海は悲しきものがたりいふ
……パジャマやのに……自分の部屋に戻らないんや。
こんな夜中に?別の病棟からわざわざここへ来た?

おかしいやろう!

私は意を決してそっとドアを開けてみた。
電気は消えていたけれど、廊下からの薄ぼんやりした小さな明かりでかろうじて中が見えた。

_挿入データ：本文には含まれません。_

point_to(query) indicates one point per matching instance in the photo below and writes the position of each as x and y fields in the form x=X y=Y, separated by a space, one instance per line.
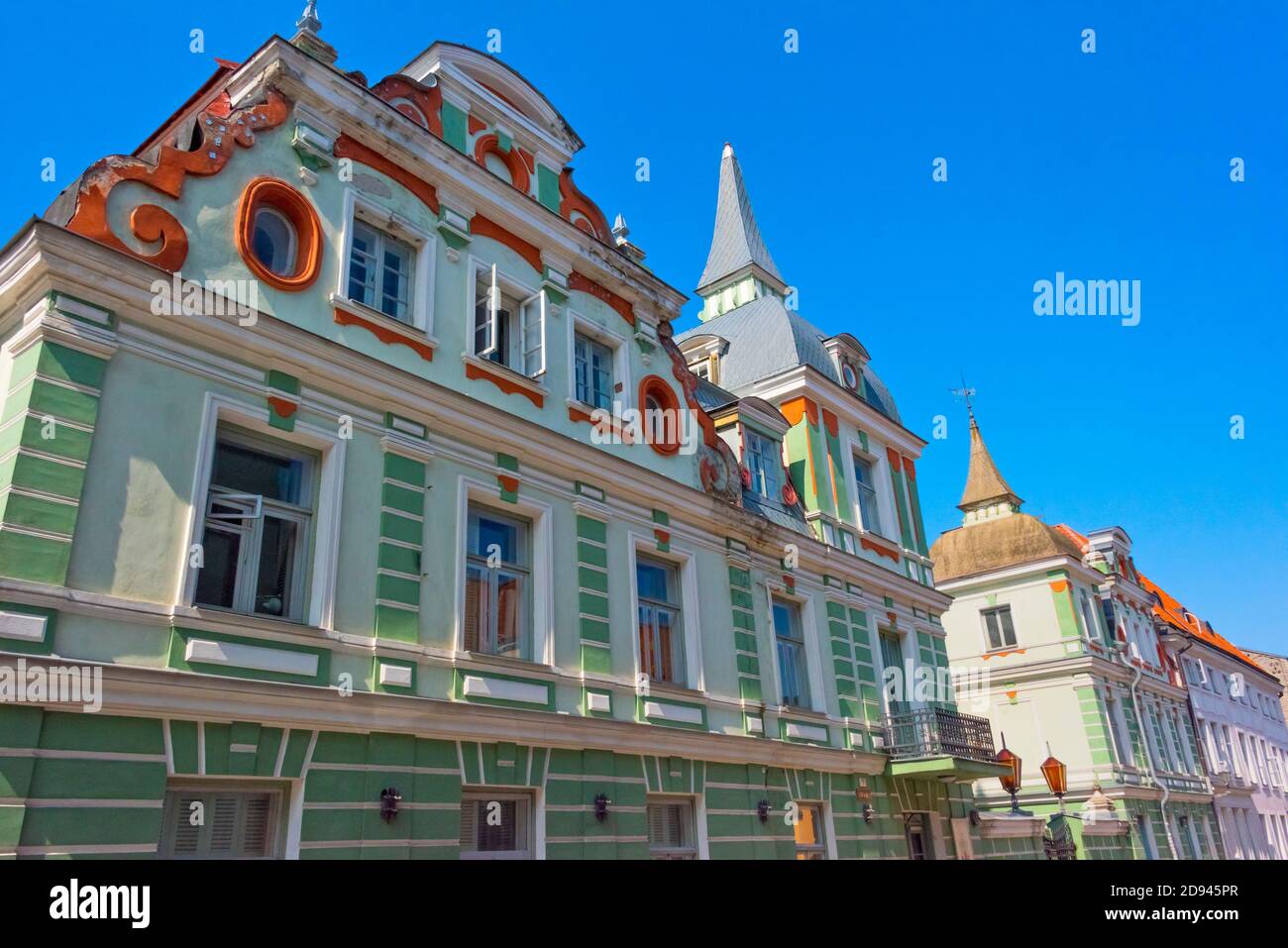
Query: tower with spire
x=739 y=266
x=987 y=494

そこには、彩瀬が壊れたおもちゃのように崩れ落ちていた。
生気のない青白い顔に、何も映らない瞳をうつろに揺らして。

「彩瀬……」
私は彩瀬のもとにかけより、引き起こそうとした。

ひっ!
彩瀬の足元……正確にはお尻のあたりに、ぬるりと嫌な感触。
目をこらしてよく見ると、赤と白の混じり合ったどろりとした液体。

彩瀬……。
また……男の人に……犯されたんだ……。

私はボロボロと涙をこぼしながら、彩瀬を引っ張った。

「あーちゃん。泣かないで。大丈夫だから。あーちゃんは、僕が守るから。」
私の涙で彩瀬は自分を取り戻したらしい。

「彩瀬。自分のことも守ってーな。こんなん、口惜しいわ……」
私は彩瀬にしがみついて泣きじゃくってそう言った。

「ごめん。ごめんね。あーちゃん。僕は大丈夫だから。泣かないで。ね?泣かないで。」
彩瀬はギプスで不自由な体で、何とか私を抱きしめてあやそうとしていた。


私をなだめると、彩瀬は自分で汚された部分をトイレットペーパーでぬぐって拭き取った。
そしてトイレの床も、除菌クリーナーを噴射したトイレットペーパーで拭いた。

「僕の服、汚れてない?」
「うん。」
「そう。よかった。じゃ、これで証拠隠滅。あーちゃんも、忘れるんだよ。何もなかった。ね?」

彩瀬はそう言って、私に微笑みかけた。

……私は涙を飲み込み、唇をかみしめた。
彩瀬、慣れてる。

2年前に山中で犯されてから、今夜までの間にも、こういうこと、あったんだ。
ひどい。
今まで、私にも、誰にも言わず、独りでやり過ごしてきたのか。

「彩瀬……何で笑えるん?こんな目に遭っとーのに……」
私なら、耐えられないだろう。
くやしくてくやしくて、絶対に相手を許せない。

また新たな涙がこみ上げてきて、私はボロボロとこぼしながら彩瀬をにらんだ。

彩瀬は、ひどくけだるそうなのに、聖女のように微笑んだ。
「だって、あーちゃんじゃなくて、よかった。それに、あーちゃんが、僕のために泣いてくれてるよ。ありがとう。」

ばか!あほ!
私は心の中で彩瀬を罵った。
……シャレにならないから、彩瀬にこの類の言葉は絶対言わないけど。

本当に、この白痴美少年は、どうすれば守れるんだろう。

24時間一緒にいて監視し続けたいよ。